At the same time, the Obama White House has proven to be no more successful than its predecessors at halting Iran’s nuclear advance, the singular goal that has driven U.S. policy on Iran since the George H.W. Bush administration. Indeed, Iran’s rate of production of enriched uranium has nearly tripled since Obama took office, while hopes that the president can deliver a solution to the crisis have faded, even among his former admirers in Iran.

“This hand that was stretched out to us turned out to be covered in iron,” said Mousavian, the Iranian diplomat.
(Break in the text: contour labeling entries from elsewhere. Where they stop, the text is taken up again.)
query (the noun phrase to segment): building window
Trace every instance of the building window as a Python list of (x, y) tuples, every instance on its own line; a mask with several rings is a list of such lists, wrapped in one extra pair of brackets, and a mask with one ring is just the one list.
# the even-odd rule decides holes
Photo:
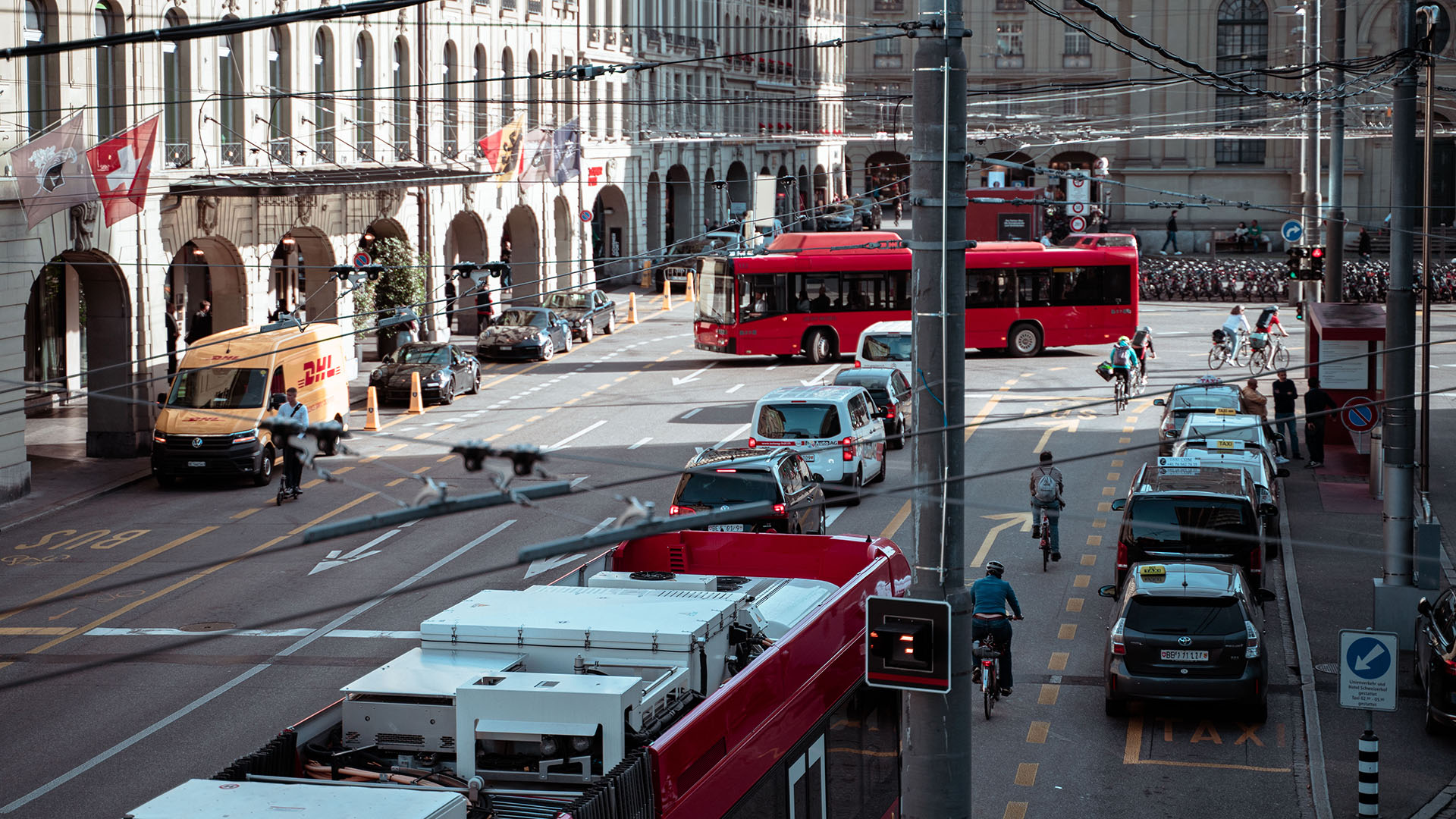
[(1022, 51), (1021, 20), (996, 23), (996, 67), (1021, 68), (1025, 63)]
[(291, 162), (288, 134), (293, 133), (293, 85), (288, 63), (287, 29), (268, 29), (268, 154), (274, 162)]
[[(185, 26), (179, 9), (167, 10), (167, 28)], [(192, 165), (192, 44), (162, 44), (163, 131), (167, 168)]]
[[(1264, 0), (1223, 0), (1219, 4), (1217, 67), (1224, 76), (1238, 74), (1243, 83), (1265, 87), (1261, 73), (1268, 66), (1268, 6)], [(1241, 130), (1242, 124), (1259, 127), (1264, 98), (1238, 90), (1217, 89), (1216, 118), (1223, 128)], [(1219, 165), (1262, 165), (1264, 140), (1214, 140)]]
[(333, 35), (323, 28), (313, 35), (313, 150), (333, 160)]
[(354, 150), (374, 159), (374, 45), (367, 34), (354, 39)]

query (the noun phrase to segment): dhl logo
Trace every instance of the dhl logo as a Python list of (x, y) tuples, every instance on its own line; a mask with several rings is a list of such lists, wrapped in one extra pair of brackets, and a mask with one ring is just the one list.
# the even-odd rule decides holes
[(342, 369), (333, 363), (333, 356), (325, 356), (314, 361), (304, 361), (303, 380), (298, 382), (298, 386), (309, 386), (313, 383), (319, 383), (323, 379), (339, 375), (341, 372)]

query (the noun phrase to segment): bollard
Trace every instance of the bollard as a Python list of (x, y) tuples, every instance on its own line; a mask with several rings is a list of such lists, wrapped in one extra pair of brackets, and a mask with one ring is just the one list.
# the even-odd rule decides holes
[(1380, 737), (1360, 734), (1360, 816), (1380, 815)]
[(368, 388), (368, 402), (364, 405), (364, 431), (379, 428), (379, 393)]
[(425, 411), (425, 396), (419, 392), (419, 370), (409, 373), (409, 412), (419, 415)]

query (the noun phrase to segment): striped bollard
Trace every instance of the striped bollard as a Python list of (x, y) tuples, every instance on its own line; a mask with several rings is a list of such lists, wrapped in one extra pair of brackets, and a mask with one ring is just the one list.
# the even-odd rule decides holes
[(1360, 816), (1380, 815), (1380, 737), (1360, 734)]

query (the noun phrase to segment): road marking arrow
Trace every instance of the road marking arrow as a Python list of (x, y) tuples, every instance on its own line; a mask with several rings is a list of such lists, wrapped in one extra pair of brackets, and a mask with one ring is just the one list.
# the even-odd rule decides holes
[(351, 549), (348, 552), (342, 552), (339, 549), (333, 549), (333, 551), (329, 552), (328, 557), (325, 557), (323, 560), (320, 560), (317, 565), (314, 565), (313, 568), (310, 568), (309, 574), (317, 574), (320, 571), (328, 571), (328, 570), (333, 568), (335, 565), (344, 565), (345, 563), (354, 563), (357, 560), (364, 560), (367, 557), (377, 555), (379, 549), (376, 549), (376, 551), (370, 551), (370, 549), (373, 549), (374, 546), (377, 546), (377, 545), (383, 544), (384, 541), (393, 538), (399, 532), (400, 532), (400, 529), (390, 529), (389, 532), (384, 532), (379, 538), (374, 538), (373, 541), (364, 544), (363, 546), (360, 546), (357, 549)]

As Obama nears the end of his first term, the mixed results of his Iran policy have provided ammunition for supporters — who point to the president’s unparalleled success in uniting the world against a nuclear Iran — but also for his chief political rival, Republican Mitt Romney, who has pounded the White House for failing to halt Iran’s march to a nuclear-weapons capability and accused the president of abandoning Israel, the United States’ top ally in the region.

The Iran record offers unique insights into Obama’s use of power in dealing with an intractable foreign policy challenge that threatens to dominate the agenda of whoever occupies the White House in 2013. On Monday, at the U.N. General Assembly, Iranian President Mahmoud Ahmadinejad remained defiant in the face of calls for his country to curb its nuclear program and suggested that the United States was being bullied by Israel. Obama is expected to address the issue in remarks before the United Nations on Tuesday.

For now, the Obama administration is seeking to further increase the pain for Iran, responding in part to pressure from Israel and from Congress, which has consistently urged harsher measures, including some that U.S. officials fear could hurt allies as well as Iranians. Although sanctions rarely work, independent analysts say a groundswell of economic unrest could force the regime to make concessions if it sees its survival at risk.